Faculty Blog

 

Allowing Boys Tenderness

I am always grateful for the Friday afternoon sessions at my home with the senior class at Fenn—our Pen to Paper Club.  Started three years ago by a member of the Class of 2011 to answer a longing to do something different in the afternoon, we set up a voluntary ninth grade club to read poetry and to write and draw in response to it.  My offer was guidance and a place to gather away from the school with appealing food and drinks: think salt and sugar.

It quickly became clear that all of the ninth graders wanted to be part of the club and that while poetry was the supposed main reason for its existence, the real reason the boys wanted to come to the Headmaster’s House was to be together as seniors away from the everyday workings of school, enjoying each other’s company and sharing hilarious and often moving, meaningful stories about their lives—in their families, in school, and in the world.

While poetry may be the vehicle to provoke memories and honest conversation, it always amazes me how quickly and easily they will move to honest and open conversation about embarrassing or tender moments in their lives.  They laugh a lot, too—fine, open, contagious laughter that tells me they are in it together at least for this short time on Friday afternoon.

I reflect a lot on the nature of gender and how it defines how we operate in the world.  I am more and more convinced there is a lot of evolutionary biology mucking around inside us that leads us to do what we do. Being with males in an intense way for the last thirty-four years as a parent of three grown sons and on a boys’ school campus for twenty-one (even as I taught and advised at a women’s college for twenty of those thirty-four years), I am struck at how tender males are and can be in their own company around common ground that unites them—losing a hard-fought game in its final moments, fear of losing a mother who is seriously sick or at risk, sadness at the death of a beloved teacher or peer, the terrible embarrassment of failure for a classmate.  Boys so often rise to tenderness when given the opportunity by adults who cede emotional control to them in a safe place where no judgment is being made about strong feelings—sad or happy.  They want so badly to belong, to count as something, to be seen as accomplished by their peers and their classmates.  They want so badly to be remembered as significant during their time at school—not to be one of those kids relegated to the sidelines or fading away behind the others as they walk from one place to another. 
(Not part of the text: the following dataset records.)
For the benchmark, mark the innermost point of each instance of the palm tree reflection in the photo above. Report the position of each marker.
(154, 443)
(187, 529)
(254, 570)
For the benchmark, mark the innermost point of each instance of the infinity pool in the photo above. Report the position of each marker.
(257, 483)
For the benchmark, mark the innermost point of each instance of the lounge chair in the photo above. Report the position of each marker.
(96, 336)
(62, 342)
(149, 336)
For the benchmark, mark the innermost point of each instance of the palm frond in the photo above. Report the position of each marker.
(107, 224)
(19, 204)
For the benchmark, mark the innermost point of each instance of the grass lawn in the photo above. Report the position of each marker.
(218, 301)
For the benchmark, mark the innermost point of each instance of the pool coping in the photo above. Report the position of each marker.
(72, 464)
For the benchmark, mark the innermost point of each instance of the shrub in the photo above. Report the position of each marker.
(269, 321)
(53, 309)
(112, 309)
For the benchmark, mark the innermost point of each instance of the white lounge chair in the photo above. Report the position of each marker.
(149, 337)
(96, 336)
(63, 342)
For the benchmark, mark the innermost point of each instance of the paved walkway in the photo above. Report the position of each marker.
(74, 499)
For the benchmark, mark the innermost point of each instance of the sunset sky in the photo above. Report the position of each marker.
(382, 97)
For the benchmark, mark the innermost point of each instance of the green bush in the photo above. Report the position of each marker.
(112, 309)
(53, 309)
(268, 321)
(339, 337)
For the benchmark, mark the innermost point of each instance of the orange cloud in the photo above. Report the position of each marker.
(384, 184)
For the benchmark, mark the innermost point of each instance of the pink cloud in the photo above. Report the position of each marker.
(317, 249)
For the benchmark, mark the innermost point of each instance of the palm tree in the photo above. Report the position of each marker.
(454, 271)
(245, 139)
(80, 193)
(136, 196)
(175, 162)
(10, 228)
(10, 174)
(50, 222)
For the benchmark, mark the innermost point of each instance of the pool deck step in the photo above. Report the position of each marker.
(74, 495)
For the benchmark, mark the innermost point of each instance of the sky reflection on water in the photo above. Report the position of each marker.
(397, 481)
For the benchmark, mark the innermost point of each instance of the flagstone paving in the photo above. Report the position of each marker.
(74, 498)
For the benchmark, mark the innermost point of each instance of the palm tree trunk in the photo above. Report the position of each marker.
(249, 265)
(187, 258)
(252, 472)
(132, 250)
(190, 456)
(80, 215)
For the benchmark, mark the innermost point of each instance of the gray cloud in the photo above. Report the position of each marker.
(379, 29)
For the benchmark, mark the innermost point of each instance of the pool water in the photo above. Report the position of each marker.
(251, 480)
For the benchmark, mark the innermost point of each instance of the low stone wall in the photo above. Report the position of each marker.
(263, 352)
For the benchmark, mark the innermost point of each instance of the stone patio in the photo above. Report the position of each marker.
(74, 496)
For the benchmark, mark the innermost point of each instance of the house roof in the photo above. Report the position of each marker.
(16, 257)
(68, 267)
Pen to Paper has morphed into a ninth grade gathering time where every boy gets to speak his mind—whether it is about the poem we are reading or the things going on at school and in their lives or in answer to a provocative question I throw out soon after we read a poem.  I work hard at finding ways to ensure that each boy has a voice, to reveal what I know is truly special about each of them, to applaud individual triumphs, to commiserate about disappointments, and to acknowledge and accept when they are angry at someone or something.  

The small miracles of connection and tenderness I experience weekly with them as we talk and eat together redeems even the most disappointing and exhausting week.  How lucky to be in the company of boys at the cusp of manhood who can speak so openly and freely to what is important in their lives, accompanied often by laughter and connection. 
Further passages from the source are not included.